Foram assassinados por forças lideradas pelo então sargento Mobutu Sesse Seko e apoiadas pela Bélgica e Estados Unidos.
Na necrologia publicada ontem no Jornal de Angola, a família Kiambata destaca que Patrice Lumumba “foi uma figura africana que marcou a sua época, contribuindo corajosamente para a libertação do seu Congo e para a independência de toda a África”.
Lumumba chefiou o primeiro Governo eleito livremente na República do Congo-Léopoldville, após a independência da Bélgica. Mas esteve apenas quatro meses no poder. Aos 34 anos, foi afastado do cargo e assassinado.
O que aconteceu no dia da proclamação da independência, a 30 de Junho de 1960, prenunciava já talvez o desfecho do jovem primeiro-ministro. Durante as celebrações oficiais, Lumumba denunciou publicamente as práticas racistas dos colonizadores. Os congoleses rejubilaram, não só os que participavam na cerimônia mas também aqueles que ouviam o discurso em casa, através da rádio. Mas o rei belga e os diplomatas estrangeiros ficaram chocados. Os objectivos políticos de Lumumba não condiziam com os planos dos poderes ocidentais: o jovem político queria libertar o Congo dos grilhões coloniais. Queria unir os grupos étnicos e advogava a gestão local das riquezas naturais do país. A Bélgica e os Estados Unidos começaram a sentir a sua influência declinar.
“Por isso é que decidiram acabar com o Governo e, finalmente, com o próprio primeiro-ministro”, diz o sociólogo belga Ludo de Witte, que estuda o Congo há mais de 20 anos e aborda meticulosamente a queda de Lumumba num livro. A partir desse momento, tudo se desenrolou muito rapidamente. Em Setembro, Lumumba foi destituído do cargo de primeiro-ministro e colocado em prisão domiciliária. Em Novembro, conseguiu escapar, mas foi depois capturado pelas tropas de Mobutu, que o espancaram e torturaram.
“As pessoas amavam Lumumba. Os seus apoiantes queriam libertá-lo”, explica De Witte. “Isso teria sido um desastre para a Bélgica e para os Estados Unidos. Por isso, decidiram que ele devia ser morto no dia em que chegou a Katanga. Foi executado por um pelotão organizado por oficiais belgas.” Lumumba foi morto a 17 de Janeiro de 1961.
A explicação oficial para a morte de Patrice Lumumba foi a de que ele teria sido assassinado por moradores de uma vila em fúria.
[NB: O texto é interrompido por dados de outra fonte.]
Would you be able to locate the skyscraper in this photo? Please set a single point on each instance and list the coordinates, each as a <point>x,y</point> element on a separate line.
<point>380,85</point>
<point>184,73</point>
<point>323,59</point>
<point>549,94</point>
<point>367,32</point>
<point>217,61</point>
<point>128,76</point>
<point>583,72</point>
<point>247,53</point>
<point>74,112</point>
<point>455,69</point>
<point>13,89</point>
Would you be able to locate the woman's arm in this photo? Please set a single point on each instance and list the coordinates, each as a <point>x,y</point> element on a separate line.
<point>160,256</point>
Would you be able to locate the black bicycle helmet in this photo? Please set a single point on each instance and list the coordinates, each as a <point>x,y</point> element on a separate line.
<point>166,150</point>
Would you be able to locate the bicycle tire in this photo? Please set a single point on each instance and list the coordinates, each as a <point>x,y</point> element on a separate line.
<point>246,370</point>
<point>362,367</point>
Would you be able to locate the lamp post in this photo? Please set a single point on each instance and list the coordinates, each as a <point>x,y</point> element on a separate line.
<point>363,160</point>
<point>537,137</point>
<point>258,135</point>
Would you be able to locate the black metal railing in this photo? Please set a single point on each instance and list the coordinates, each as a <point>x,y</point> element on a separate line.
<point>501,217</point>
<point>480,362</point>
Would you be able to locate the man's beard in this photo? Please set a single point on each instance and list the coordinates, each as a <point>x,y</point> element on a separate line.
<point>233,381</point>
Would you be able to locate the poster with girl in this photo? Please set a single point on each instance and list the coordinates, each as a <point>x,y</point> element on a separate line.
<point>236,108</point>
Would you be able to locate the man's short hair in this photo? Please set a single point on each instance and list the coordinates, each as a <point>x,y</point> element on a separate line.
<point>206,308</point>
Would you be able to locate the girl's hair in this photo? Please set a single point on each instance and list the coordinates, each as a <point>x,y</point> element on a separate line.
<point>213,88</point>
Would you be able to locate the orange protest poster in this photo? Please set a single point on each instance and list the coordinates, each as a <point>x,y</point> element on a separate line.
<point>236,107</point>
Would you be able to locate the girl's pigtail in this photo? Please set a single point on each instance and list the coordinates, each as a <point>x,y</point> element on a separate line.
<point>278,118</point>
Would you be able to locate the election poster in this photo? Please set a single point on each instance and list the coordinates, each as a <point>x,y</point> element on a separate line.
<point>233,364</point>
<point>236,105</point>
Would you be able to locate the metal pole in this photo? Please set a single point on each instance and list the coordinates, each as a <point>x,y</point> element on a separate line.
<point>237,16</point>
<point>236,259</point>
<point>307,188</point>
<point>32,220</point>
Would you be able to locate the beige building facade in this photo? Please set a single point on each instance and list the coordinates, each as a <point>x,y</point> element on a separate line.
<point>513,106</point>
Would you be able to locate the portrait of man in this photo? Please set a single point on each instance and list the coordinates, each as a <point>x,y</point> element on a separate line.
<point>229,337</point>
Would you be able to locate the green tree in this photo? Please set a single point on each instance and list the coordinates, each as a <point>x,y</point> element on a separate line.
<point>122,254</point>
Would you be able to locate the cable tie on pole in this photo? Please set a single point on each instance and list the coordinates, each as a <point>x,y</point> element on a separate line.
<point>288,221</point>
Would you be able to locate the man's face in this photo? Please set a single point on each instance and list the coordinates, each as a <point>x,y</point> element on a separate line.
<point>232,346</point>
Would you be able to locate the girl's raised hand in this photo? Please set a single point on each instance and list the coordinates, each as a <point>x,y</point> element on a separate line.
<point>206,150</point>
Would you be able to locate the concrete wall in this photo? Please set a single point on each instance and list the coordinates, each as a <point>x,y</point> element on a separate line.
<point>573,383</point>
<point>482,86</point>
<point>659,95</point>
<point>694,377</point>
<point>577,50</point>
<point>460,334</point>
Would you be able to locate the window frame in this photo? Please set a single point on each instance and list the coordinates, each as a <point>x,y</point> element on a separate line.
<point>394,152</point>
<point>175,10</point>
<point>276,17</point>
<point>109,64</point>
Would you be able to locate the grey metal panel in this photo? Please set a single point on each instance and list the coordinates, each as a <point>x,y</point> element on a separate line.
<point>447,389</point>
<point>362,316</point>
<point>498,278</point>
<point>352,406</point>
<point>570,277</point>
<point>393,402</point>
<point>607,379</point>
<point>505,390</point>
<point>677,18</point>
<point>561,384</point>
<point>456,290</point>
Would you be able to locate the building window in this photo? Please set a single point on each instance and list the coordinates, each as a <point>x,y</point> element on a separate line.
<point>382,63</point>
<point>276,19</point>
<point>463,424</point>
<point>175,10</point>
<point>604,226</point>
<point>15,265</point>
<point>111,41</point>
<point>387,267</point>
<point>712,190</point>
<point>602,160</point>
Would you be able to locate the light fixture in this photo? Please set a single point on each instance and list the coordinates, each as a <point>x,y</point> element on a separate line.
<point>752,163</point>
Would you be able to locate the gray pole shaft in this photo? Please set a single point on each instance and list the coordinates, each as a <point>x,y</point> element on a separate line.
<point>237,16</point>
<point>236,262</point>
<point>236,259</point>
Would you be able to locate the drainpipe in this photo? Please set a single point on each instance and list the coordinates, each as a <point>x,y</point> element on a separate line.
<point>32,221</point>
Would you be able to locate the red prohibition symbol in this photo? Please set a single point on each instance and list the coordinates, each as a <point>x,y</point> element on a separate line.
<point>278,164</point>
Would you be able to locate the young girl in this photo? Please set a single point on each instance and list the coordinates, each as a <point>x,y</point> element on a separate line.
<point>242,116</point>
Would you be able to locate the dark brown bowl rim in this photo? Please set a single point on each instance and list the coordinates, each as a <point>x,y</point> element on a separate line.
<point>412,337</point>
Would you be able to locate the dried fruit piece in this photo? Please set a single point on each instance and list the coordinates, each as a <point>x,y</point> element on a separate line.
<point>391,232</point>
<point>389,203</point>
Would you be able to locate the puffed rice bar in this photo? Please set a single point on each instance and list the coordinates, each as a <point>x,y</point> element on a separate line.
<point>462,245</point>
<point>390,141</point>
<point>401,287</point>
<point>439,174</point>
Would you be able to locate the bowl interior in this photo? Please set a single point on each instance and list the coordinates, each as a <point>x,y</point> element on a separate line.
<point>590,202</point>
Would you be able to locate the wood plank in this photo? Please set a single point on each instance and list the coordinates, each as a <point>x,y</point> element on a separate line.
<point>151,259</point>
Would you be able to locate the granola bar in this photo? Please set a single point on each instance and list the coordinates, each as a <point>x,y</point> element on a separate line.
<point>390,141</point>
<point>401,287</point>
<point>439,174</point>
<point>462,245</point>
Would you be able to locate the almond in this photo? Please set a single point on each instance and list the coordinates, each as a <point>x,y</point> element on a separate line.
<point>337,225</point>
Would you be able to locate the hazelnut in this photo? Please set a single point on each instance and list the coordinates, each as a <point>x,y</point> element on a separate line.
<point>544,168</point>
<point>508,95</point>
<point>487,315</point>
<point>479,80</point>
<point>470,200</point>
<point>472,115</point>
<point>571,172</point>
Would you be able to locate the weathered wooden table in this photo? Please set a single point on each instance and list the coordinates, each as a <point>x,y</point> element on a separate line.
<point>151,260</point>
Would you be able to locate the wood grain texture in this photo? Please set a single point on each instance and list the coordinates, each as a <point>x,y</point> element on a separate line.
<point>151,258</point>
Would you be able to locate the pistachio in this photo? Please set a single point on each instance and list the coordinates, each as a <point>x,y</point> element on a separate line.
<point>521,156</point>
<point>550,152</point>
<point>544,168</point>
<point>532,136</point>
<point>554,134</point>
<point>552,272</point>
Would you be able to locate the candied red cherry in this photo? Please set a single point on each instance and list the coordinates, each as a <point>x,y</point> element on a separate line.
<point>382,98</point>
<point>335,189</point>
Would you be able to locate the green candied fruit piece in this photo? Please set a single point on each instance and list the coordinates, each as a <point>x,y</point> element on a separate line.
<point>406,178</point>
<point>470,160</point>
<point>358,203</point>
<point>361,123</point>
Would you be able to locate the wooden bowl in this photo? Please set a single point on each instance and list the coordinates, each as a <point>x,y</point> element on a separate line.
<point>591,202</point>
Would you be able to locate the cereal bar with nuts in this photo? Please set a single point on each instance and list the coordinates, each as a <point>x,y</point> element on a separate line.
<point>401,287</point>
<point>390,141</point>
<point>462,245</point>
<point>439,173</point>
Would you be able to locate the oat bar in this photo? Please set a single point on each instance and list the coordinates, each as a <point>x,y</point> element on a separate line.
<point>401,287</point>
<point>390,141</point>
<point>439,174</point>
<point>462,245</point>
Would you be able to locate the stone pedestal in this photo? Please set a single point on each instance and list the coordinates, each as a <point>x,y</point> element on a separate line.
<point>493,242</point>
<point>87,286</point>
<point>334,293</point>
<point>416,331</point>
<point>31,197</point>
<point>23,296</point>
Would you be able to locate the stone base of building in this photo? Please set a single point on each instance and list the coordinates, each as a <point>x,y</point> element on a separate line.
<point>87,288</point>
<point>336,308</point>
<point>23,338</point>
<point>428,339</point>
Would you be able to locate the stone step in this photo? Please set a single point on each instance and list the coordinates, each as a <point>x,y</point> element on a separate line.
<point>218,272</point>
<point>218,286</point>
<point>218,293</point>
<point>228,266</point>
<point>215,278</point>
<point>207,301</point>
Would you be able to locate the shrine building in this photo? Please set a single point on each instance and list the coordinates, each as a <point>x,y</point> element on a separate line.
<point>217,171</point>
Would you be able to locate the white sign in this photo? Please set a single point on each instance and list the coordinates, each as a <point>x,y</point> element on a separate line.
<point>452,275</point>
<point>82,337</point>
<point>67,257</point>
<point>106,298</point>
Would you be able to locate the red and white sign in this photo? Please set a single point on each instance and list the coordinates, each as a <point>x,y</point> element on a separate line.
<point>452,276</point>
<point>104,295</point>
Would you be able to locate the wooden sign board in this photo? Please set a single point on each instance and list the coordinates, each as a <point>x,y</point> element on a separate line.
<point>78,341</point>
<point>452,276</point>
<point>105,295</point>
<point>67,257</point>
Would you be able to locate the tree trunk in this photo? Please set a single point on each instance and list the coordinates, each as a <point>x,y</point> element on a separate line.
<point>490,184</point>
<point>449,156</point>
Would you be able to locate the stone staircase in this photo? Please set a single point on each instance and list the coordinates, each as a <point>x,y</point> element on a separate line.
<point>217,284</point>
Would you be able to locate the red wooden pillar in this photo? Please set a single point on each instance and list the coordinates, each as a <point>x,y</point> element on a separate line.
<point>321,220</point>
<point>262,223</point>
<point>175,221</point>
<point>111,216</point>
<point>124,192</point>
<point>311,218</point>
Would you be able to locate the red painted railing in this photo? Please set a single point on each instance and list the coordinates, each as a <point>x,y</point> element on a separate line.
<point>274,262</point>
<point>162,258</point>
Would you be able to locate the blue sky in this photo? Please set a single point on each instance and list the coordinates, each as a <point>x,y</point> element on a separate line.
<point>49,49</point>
A verdade sobre o papel das potências ocidentais só viria a público mais tarde.
O livro de De Witte, “O Assassinato de Lumumba”, levou a Bélgica a criar, em 2000, uma comissão parlamentar de inquérito. Dois anos mais tarde, o então ministro belga dos Negócios Estrangeiros e agora membro do Parlamento Europeu, Louis Michel, pediu desculpas à família e ao povo congolês pelo papel dos oficiais belgas no assassinato de Lumumba e companheiros.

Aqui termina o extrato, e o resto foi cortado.